El Bocadito: se sabe la hora de llegada, nunca la de salida

    Al Bocadito se sabe cuándo llegas, nunca el momento de partida. Su cocina es un seguro, sencilla pero variada y sabrosa. Sin embargo, el perfil urbano que mantiene en plena avenida Islas Canarias de Costa Teguise le da ese aire irresistible como lugar de escapada, catártico y al mismo tiempo catalizador, entre bocados, copas de vino y gin tonics.

    Luego está el servicio, una máquina ágil perfectamente engrasada que te lleva de la mano y sacia la sed. Y al mando Juan Domínguez, que ejerce con sapiencia presentándote los platos, regalando información precisa y justa, temporizando la salida de los guisos y empatizando con los comensales como sólo él sabe hacer.

    Hubo maridaje este sábado al mediodía. Algunos de la pandilla del club de pádel dieron luz al encuentro. A cada cual más truhán, empezando por el coronel Sánchez, Peña, el trailero Arencibia, Rodrigo y este escriba. Camicie se incorporó tras los postres con Isabel, ya con los gin tonics.

    Y he aquí el menú, que supo a gloria. Un fresquísimo ajoblanco (gazpacho con ajo y almendra) con reducción de granizada de tinto, y un vermú casero de Gerona.

    Cocina de El Bocadito de Costa Teguise, Lanzarote

    Milhojas de sandía, queso fresco y albahaca, marinado con un cava sublime, brut nature reserva. Un crepe de calabacín y queso de rulo de cabra ligeramente pincelado con Pedro Ximénez, acompañado de un sutil gazpacho de manzana.

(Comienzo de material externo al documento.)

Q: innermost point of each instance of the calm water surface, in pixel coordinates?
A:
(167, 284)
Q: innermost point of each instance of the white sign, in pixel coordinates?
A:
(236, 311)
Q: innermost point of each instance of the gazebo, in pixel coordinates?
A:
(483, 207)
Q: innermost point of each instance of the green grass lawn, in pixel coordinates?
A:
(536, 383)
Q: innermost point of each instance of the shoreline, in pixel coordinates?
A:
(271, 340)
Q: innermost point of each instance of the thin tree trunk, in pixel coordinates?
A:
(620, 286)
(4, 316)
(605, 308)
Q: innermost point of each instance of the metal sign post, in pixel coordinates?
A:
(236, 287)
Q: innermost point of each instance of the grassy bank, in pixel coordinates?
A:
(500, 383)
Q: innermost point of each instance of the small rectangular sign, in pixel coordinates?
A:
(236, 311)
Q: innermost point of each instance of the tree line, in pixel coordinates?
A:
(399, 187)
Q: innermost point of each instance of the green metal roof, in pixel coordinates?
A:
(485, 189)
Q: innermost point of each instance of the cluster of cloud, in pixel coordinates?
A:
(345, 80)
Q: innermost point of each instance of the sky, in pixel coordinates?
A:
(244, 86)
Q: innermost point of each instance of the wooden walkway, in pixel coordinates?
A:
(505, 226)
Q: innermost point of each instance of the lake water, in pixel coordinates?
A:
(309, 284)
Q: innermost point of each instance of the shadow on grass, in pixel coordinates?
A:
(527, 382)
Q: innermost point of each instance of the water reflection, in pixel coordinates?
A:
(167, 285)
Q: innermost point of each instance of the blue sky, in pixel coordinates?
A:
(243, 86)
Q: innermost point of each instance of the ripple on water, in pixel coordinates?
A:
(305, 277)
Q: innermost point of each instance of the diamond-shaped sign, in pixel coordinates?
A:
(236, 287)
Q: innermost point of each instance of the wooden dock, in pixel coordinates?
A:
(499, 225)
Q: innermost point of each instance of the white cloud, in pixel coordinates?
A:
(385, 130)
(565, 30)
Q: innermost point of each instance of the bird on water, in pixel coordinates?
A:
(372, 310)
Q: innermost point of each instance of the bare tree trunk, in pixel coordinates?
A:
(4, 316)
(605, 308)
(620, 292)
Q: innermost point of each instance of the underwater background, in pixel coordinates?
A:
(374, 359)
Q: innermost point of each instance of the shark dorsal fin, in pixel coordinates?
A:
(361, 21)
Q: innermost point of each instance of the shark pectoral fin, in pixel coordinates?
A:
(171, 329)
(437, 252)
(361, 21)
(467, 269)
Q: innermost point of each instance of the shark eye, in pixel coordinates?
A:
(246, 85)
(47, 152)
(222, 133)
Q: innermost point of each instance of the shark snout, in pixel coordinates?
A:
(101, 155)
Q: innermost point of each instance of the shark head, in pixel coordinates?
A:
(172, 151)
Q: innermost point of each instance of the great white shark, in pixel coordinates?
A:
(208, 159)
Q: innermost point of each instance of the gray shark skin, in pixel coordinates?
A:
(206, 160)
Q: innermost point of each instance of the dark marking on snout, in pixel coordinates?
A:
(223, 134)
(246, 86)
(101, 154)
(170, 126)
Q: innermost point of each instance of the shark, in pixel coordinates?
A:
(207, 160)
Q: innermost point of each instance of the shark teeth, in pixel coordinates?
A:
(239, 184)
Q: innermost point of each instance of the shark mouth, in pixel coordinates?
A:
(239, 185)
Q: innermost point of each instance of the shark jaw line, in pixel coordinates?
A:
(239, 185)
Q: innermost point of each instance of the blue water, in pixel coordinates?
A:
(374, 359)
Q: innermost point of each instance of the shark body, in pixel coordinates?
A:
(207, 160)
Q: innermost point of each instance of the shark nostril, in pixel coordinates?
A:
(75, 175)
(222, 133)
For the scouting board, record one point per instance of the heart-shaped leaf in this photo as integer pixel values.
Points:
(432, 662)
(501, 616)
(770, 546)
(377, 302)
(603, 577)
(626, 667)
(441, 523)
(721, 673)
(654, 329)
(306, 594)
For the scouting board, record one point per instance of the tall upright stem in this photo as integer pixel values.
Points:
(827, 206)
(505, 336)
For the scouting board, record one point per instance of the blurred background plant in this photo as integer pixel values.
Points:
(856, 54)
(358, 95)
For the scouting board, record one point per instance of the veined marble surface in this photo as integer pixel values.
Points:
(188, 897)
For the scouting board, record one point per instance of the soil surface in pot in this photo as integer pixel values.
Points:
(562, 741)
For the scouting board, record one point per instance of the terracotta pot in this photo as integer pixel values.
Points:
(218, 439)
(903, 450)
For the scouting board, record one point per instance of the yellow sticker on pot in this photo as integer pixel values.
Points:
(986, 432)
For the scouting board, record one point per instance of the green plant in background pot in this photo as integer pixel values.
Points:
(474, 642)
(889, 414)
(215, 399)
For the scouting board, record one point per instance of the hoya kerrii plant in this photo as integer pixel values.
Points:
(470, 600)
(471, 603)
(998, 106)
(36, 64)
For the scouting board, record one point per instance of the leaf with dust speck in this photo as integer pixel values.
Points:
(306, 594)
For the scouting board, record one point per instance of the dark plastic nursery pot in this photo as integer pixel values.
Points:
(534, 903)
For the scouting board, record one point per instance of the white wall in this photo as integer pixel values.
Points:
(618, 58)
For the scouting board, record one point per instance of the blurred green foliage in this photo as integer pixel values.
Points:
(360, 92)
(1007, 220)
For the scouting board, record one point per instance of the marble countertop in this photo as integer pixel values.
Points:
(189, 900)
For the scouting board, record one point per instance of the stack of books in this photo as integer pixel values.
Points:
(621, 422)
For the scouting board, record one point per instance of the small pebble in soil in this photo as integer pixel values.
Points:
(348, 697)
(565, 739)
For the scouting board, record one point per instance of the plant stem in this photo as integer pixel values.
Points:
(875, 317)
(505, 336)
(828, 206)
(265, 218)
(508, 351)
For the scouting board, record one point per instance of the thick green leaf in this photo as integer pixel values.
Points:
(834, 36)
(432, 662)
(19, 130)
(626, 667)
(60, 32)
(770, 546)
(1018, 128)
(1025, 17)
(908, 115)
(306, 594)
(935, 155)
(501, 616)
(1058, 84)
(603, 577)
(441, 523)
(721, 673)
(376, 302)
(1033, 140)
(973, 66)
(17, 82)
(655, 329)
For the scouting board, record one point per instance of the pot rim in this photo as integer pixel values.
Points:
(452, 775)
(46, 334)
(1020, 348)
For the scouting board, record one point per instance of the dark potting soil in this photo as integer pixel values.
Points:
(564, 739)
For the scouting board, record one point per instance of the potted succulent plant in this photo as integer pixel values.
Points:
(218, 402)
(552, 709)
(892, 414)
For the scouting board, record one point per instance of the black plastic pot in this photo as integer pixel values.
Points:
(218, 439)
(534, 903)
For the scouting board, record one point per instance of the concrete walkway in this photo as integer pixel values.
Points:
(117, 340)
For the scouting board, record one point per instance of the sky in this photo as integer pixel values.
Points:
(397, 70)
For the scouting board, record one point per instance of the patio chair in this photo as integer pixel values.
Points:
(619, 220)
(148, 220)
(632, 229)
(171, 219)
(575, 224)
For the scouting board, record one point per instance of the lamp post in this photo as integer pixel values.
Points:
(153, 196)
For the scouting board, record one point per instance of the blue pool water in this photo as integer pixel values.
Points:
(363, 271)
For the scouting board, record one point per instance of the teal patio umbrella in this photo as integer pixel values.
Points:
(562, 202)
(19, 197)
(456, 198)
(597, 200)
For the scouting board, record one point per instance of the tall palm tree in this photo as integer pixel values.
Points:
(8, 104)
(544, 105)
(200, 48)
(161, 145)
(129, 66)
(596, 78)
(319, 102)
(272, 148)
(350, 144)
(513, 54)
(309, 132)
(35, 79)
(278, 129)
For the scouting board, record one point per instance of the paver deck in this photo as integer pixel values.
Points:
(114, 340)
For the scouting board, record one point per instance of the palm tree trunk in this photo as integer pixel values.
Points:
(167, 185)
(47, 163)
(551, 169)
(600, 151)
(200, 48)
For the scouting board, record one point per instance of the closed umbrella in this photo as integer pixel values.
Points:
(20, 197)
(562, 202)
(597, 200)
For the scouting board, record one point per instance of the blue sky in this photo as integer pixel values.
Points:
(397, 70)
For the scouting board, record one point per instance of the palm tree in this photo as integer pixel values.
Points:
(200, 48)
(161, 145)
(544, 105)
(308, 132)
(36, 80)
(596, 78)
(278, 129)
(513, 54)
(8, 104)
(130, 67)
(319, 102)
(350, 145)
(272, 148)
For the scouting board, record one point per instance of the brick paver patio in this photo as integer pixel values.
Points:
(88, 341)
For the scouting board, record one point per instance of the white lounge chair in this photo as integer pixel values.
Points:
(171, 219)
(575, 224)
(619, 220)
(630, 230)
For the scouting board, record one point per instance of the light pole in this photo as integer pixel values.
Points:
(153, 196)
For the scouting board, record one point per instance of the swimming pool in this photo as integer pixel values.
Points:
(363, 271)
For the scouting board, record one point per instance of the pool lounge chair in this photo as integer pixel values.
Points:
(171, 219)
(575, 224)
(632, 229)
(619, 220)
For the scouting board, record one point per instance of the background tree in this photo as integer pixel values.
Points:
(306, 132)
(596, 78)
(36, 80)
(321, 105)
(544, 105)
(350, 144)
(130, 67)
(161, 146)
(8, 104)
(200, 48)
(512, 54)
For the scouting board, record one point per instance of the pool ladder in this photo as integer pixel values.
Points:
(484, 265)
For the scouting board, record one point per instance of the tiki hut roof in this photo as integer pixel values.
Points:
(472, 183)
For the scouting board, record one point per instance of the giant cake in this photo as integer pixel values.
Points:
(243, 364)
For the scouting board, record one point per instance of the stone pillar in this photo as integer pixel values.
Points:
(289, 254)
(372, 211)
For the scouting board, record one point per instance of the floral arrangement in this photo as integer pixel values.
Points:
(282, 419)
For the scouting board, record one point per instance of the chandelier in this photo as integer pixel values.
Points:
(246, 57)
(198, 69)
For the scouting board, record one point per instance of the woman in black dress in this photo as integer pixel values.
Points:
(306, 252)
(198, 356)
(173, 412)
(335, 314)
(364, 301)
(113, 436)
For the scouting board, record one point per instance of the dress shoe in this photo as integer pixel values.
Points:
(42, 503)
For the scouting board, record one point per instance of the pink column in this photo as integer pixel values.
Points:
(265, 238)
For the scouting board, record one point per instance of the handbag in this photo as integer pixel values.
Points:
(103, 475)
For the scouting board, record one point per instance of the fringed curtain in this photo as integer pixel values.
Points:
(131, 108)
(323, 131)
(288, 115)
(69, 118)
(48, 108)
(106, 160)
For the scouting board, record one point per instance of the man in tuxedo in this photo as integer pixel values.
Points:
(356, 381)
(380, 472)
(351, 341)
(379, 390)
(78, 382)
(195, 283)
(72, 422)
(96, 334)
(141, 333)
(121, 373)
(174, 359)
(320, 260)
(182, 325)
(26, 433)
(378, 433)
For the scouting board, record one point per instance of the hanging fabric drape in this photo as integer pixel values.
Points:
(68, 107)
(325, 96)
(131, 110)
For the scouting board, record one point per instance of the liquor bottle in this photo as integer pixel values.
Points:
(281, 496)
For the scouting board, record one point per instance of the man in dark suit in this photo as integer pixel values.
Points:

    Crepe de calabacín y queso rulo de cabra

    Un pequeño break con duelo de chistes Sánchez vs Rodrigo y Peña. Entre que el coronel soltó un par historias colosales y los caldos iban surtiendo efecto, las risas fueron apoderándose de la mesa. Con este ambiente llega Domínguez, ya resaltamos anteriormente su empatía, que contó dos chistes levantando las carcajadas del personal.

    Risas

    Siguen saliendo delicias de la cocina. Coincidimos todos en catalogar de sublime este bacalao confitado en aceite virgen con alioli gratinado en una base de salmorejo. Lo dicho, sublime, y con un malvasía Colección El Grifo rozamos el cielo.

    Bacalao confitado

    Toca carne ahora. Presa ibérica a baja temperatura con mojo rojo hervido y un formidable tinto de Cádiz, Barbazul.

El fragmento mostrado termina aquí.